The jury is now in, and the verdict is that Mike definitely wasn't good enough. In fact, he sucked. He stubbornly refused to do anything except run his fast-paced offense, with Shaq as an afterthought. Let's not even get into the fact that D'Antoni also hard-headedly refused to play more than seven or eight team members regularly, leaving promising rookies to rot in bench oblivion. Let's just talk about how he couldn't work Shaq into the offense without bringing the team's offense to a grinding halt (and an exit from the playoffs in the first round). Now, we know a lot of you will say it was O'Neal's fault, but you're dead wrong, Jethro. Shaq did everything he was paid to do: score and rebound in double figures. Sure, he's lost a step, but he's still arguably the best true center in the game. He definitely added a measure of what the Suns desperately needed: D!
Okay, we're sure you've all heard what happened: GM Steve Kerr and Sarver met with D'Antoni at the end of the embarrassing first-round loss in five games to the ancient Spurs (whom the Suns dominated during the regular season) and practically begged him to stay.

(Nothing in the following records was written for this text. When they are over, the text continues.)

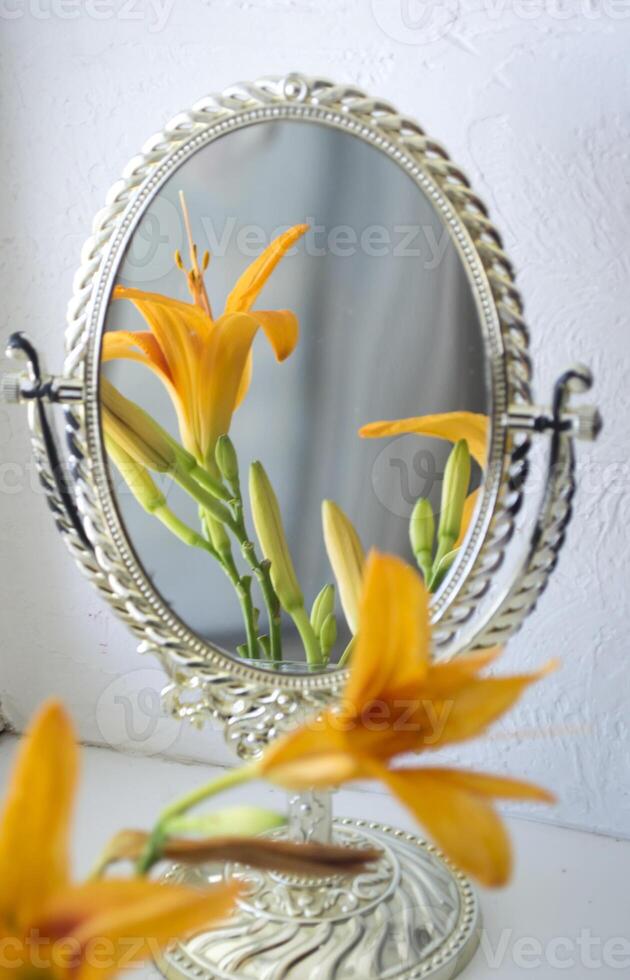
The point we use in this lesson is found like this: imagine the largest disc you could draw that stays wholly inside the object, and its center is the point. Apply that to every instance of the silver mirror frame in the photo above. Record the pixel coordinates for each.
(253, 703)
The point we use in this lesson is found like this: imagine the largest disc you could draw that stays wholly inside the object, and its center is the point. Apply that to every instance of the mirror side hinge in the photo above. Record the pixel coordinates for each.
(38, 391)
(547, 538)
(582, 422)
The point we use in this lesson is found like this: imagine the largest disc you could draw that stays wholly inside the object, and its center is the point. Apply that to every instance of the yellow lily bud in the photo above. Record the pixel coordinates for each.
(149, 496)
(454, 493)
(227, 460)
(136, 477)
(135, 431)
(346, 556)
(272, 537)
(323, 606)
(422, 534)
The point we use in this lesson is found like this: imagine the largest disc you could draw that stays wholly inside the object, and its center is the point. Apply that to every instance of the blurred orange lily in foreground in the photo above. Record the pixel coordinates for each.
(206, 364)
(396, 701)
(52, 928)
(453, 426)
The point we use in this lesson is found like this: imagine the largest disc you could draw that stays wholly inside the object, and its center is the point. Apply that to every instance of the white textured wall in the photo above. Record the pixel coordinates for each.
(532, 100)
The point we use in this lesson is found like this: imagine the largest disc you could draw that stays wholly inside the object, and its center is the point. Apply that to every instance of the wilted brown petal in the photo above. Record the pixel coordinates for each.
(271, 855)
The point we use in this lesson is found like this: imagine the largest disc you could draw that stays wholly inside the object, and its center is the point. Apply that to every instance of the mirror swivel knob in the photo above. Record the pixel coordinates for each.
(587, 422)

Kerr just wanted D'Antoni to stress defense a wee bit more (he even suggested hiring a defensive specialist as an assistant coach) and to go a little deeper on the bench. You know, develop some younger players, because guys like Steve Nash, Shaq and Grant Hill ain't going to be around forever. Hello! Not that much to ask of a coach who had failed to deliver, who had had just completed his worst season as a head coach here.

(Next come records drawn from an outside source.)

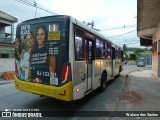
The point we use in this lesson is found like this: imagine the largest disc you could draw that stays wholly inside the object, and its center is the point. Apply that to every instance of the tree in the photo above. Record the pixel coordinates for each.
(132, 56)
(138, 50)
(125, 51)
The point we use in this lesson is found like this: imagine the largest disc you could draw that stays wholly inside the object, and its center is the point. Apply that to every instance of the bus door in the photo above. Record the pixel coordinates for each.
(89, 63)
(113, 62)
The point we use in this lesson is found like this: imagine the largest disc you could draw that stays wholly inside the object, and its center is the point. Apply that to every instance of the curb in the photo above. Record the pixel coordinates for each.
(6, 82)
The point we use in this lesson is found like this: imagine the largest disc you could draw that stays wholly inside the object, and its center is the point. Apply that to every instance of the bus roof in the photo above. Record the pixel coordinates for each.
(73, 20)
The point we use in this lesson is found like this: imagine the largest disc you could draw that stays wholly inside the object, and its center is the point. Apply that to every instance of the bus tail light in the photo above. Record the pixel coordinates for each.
(16, 69)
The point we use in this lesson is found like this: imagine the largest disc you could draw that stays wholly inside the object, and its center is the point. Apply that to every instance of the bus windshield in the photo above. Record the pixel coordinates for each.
(38, 51)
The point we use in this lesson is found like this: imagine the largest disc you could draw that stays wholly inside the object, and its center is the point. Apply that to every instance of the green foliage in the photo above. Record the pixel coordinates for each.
(138, 50)
(132, 56)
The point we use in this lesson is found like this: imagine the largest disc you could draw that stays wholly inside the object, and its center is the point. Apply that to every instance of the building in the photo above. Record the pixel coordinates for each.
(148, 29)
(7, 46)
(7, 37)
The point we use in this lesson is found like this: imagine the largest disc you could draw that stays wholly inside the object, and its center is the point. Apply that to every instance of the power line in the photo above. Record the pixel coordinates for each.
(122, 34)
(128, 26)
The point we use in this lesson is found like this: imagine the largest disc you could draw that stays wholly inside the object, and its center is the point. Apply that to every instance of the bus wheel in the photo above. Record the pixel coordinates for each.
(103, 81)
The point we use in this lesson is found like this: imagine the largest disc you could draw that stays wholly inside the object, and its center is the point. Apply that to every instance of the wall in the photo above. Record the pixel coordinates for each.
(6, 64)
(156, 52)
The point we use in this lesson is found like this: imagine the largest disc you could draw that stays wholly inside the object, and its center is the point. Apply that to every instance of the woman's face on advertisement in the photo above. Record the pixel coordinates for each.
(17, 44)
(40, 37)
(29, 41)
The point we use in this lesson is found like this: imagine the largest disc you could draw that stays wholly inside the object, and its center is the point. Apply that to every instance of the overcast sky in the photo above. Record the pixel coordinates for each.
(106, 14)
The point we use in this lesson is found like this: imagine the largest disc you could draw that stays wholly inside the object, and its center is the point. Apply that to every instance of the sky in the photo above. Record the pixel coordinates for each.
(116, 19)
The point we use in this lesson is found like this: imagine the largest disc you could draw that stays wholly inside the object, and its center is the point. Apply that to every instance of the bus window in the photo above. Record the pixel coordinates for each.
(109, 51)
(79, 53)
(106, 50)
(100, 51)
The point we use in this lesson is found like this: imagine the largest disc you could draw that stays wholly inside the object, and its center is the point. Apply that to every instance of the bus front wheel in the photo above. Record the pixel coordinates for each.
(103, 81)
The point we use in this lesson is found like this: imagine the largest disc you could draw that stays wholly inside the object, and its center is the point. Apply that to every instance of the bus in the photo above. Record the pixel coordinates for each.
(60, 57)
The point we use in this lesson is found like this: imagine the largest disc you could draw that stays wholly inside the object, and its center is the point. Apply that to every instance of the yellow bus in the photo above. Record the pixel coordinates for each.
(60, 57)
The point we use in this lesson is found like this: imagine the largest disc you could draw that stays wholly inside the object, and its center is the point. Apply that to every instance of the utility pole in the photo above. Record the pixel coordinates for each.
(92, 24)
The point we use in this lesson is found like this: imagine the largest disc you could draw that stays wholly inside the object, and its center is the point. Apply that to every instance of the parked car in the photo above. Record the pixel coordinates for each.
(140, 64)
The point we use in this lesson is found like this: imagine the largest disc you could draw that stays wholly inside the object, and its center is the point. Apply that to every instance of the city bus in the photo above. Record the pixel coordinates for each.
(60, 57)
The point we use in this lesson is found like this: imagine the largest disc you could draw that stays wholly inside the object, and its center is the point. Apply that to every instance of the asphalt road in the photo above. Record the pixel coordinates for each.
(109, 100)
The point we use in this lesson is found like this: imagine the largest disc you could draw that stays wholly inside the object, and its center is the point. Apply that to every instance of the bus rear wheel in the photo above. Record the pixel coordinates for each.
(103, 81)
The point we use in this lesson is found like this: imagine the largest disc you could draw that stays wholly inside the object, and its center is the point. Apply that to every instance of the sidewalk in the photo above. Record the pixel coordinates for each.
(2, 81)
(140, 93)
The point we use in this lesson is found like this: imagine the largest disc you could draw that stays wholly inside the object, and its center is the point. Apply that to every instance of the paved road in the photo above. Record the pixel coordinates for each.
(123, 94)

But you know what? The mule-headed West Virginian just couldn't cotton to anybody suggesting a few obviously needed changes — even the guys who paid the fathead his fat salary. So he bolted at first opportunity for the New York Knicks. The New York Freakin' Knicks! The worst team in the NBA, with a roster of the biggest losers in pro sports. Our prediction: The New York media will chew the mustachioed cracker know-it-all a new one — because if he couldn't cut it with the talented Suns roster, he certainly won't with a bunch of overpaid whiners.